Aber es gibt auch jede Menge Einsichten bei dem Angeklagten: Weil eine Kamera das Geschehen vor der Disco aufzeichnet, konnte der 25-Jährige genau sehen, wie er in jener Nacht unterwegs war: "Ich habe mich selbst nicht wiedererkannt", gesteht er der Richterin. Er trinke deshalb seither nur noch "ganz selten Alkohol". Und mit Schnaps sei es seiner Aussage zufolge nach der damaligen Tequila-Nacht inzwischen ganz vorbei.
Die beiden als Zeugen befragten Türsteher haben auch fast ein Jahr später noch gute Erinnerungen an den Randale-Soldaten, der seit 2019 beim Bund und inzwischen Oberstabsgefreiter ist. Er sei "sehr betrunken, sehr aufgebracht und sehr aggressiv" gewesen. Gerade in Verbindung mit einem Soldaten habe man "so etwas noch nicht gehabt", betont einer der Türsteher. Der Faustschlag sei jedenfalls ein ziemlicher Treffer gewesen: "Da kam der Soldat durch!", bewertet der Zeuge die Qualität des Schlages.
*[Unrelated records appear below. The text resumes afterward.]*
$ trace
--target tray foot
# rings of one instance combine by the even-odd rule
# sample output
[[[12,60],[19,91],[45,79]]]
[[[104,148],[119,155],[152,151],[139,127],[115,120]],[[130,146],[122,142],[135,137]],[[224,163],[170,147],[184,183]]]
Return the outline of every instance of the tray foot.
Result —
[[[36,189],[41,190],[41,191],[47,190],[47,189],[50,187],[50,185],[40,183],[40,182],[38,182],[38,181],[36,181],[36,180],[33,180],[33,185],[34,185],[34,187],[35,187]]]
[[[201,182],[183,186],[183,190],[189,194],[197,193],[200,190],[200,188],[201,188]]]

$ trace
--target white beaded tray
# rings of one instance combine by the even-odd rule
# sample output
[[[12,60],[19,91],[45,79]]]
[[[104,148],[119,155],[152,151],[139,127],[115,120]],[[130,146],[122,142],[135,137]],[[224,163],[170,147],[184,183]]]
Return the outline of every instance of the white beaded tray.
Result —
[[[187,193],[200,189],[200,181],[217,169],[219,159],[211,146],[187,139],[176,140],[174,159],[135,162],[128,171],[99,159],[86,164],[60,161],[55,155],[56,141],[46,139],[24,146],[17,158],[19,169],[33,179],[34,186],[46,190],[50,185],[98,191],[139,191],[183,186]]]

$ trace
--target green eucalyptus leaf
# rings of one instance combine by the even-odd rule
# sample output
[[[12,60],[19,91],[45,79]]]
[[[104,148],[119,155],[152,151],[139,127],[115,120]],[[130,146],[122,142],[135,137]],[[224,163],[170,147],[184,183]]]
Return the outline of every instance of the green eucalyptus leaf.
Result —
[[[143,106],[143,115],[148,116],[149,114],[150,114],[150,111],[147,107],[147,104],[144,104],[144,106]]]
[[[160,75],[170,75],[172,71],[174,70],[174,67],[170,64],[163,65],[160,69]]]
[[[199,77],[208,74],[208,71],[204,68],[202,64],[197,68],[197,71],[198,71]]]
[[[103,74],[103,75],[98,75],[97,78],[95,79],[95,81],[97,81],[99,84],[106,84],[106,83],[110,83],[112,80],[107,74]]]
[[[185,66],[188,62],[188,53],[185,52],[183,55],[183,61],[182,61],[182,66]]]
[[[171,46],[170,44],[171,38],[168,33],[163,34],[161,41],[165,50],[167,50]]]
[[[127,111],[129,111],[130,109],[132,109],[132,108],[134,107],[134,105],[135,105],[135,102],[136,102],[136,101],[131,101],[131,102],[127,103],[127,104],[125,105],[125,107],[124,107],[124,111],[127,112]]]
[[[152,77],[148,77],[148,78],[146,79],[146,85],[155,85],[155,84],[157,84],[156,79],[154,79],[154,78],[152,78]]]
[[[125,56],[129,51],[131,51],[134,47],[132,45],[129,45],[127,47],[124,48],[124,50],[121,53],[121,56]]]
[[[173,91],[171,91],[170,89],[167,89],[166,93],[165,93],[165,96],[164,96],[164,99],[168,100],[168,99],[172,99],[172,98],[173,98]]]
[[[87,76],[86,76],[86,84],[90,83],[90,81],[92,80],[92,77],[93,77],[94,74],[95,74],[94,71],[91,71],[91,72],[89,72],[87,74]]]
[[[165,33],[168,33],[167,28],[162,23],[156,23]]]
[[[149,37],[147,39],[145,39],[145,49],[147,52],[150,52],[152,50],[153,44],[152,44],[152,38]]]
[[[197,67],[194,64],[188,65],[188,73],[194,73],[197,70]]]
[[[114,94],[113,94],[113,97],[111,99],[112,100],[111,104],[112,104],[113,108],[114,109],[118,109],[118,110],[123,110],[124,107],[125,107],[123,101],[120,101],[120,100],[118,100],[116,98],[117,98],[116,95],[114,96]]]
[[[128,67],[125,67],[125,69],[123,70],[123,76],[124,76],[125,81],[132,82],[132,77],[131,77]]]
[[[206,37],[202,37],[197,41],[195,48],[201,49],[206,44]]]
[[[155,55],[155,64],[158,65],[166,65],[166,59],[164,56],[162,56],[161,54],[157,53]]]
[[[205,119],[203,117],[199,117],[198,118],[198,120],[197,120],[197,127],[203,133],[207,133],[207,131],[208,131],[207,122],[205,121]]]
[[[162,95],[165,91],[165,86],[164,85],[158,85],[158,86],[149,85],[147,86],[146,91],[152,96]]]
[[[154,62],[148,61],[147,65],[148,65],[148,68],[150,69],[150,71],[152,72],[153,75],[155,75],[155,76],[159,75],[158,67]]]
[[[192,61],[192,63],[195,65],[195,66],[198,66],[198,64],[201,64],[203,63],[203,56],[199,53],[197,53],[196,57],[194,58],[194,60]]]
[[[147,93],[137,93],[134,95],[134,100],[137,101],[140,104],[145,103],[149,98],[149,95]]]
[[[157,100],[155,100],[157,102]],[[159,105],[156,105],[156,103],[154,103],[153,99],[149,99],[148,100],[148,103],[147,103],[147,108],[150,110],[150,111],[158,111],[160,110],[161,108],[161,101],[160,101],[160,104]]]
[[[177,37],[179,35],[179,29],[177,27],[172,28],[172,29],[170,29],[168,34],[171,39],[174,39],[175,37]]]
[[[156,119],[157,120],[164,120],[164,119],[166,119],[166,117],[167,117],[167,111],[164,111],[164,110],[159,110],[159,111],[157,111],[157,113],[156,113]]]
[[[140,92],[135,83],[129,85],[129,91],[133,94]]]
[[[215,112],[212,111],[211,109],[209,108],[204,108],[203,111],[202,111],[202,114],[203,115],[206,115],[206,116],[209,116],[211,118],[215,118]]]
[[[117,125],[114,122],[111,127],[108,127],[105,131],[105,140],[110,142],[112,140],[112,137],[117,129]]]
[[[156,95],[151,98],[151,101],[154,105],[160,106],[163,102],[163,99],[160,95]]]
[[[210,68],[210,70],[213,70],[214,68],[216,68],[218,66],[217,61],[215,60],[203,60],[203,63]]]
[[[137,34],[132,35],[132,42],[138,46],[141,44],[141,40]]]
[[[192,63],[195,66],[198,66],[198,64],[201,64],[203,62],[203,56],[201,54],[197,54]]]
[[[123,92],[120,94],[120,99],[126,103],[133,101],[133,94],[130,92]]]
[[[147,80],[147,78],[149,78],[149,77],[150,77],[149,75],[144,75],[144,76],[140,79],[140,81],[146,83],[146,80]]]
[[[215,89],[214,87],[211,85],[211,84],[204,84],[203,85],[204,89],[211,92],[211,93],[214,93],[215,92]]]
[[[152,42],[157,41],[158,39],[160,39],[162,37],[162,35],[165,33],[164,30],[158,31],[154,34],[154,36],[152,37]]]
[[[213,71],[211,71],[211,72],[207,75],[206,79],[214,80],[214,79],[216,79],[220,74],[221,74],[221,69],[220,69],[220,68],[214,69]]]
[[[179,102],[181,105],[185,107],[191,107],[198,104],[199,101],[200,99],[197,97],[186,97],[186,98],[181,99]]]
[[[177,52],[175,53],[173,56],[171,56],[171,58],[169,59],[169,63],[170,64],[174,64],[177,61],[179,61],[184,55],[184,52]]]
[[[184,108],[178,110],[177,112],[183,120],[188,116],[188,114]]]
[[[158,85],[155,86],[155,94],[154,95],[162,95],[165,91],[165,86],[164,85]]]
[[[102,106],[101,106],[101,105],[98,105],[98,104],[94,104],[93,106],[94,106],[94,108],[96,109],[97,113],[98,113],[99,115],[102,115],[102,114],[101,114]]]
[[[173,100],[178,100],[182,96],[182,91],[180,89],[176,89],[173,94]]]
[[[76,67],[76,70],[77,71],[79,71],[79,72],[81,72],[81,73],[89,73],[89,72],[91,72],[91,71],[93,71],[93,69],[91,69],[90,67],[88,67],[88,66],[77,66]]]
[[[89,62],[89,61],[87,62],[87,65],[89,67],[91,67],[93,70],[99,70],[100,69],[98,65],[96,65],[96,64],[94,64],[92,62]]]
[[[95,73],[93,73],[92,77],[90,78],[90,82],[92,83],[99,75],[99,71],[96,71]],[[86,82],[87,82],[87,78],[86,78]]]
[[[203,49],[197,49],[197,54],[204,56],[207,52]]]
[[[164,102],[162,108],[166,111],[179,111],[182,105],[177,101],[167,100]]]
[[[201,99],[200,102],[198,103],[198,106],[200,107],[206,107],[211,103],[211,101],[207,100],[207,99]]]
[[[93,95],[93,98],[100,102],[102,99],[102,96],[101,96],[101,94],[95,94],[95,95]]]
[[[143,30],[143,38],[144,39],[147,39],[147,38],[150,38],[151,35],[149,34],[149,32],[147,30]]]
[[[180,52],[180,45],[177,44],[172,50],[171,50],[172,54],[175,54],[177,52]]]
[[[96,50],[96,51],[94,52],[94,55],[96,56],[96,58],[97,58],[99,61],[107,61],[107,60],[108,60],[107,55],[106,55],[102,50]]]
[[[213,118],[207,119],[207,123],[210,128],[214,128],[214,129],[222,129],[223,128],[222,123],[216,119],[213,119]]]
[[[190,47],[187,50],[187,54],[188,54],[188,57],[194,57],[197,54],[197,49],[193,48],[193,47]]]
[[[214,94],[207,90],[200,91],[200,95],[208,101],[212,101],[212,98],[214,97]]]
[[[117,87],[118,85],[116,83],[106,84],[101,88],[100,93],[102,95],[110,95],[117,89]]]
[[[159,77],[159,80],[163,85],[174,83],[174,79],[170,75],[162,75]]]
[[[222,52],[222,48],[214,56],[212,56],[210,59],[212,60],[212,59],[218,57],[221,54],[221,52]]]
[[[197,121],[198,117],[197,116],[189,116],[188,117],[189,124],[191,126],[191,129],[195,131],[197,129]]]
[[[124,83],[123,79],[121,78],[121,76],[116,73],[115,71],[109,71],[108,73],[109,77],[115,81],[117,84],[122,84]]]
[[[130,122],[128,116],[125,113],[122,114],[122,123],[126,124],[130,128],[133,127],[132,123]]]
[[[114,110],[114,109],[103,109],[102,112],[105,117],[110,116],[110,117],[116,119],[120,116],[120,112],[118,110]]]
Entschuldigung bei der Polizistin per Handschlag
Klar ist aber auch: Auf der Anklagebank sitzt "eigentlich ein feiner Kerl", wie es eine Polizistin zusammenfasste, nachdem sich der 25-Jährige bei ihr für die damaligen Beleidigungen im Sitzungssaal per Handschlag entschuldigt hatte. Das Herumteufeln und schnelle Volllaufen-Lassen hatte letztlich wohl auch damit zu tun, dass seine Freundin seinerzeit mit ihm Schluss gemacht hatte. Ansonsten habe man es hier mit einem "grundsoliden Leben" zu tun, wie auch Strafrichterin Ilka Matthes feststellt.
Für den nicht vorbestraften Mann geht es nun darum, ob sein Weg weiterhin grundsolide verläuft: Er hat noch zweieinhalb Bundeswehr-Jahre abzuleisten und würde danach gerne Polizist werden – was die Frage nach der Vorstrafe in den Mittelpunkt rückt. Das entsprechende Gesetzt sieht so aus: Vorbestraft ist, wer zu einer Geldstrafe von über 90 Tagessätzen oder aber zu einer Freiheitsstrafe von mehr als drei Monaten verurteilt wurde.
Während die Staatsanwaltschaft eine Vorstrafe für nötig hält und 110 Tagessätze zu je 80 Euro fordert, setzt das Gericht in seinem Urteil auf mehr Wohlwollen: Die denkwürdige Nacht kostet den Soldaten 90 Tagessätze zu je 80 Euro, also 7200 Euro. Es dürfte einer der teuersten Disco-Besuche gewesen sein, die Volkach je erlebt hat.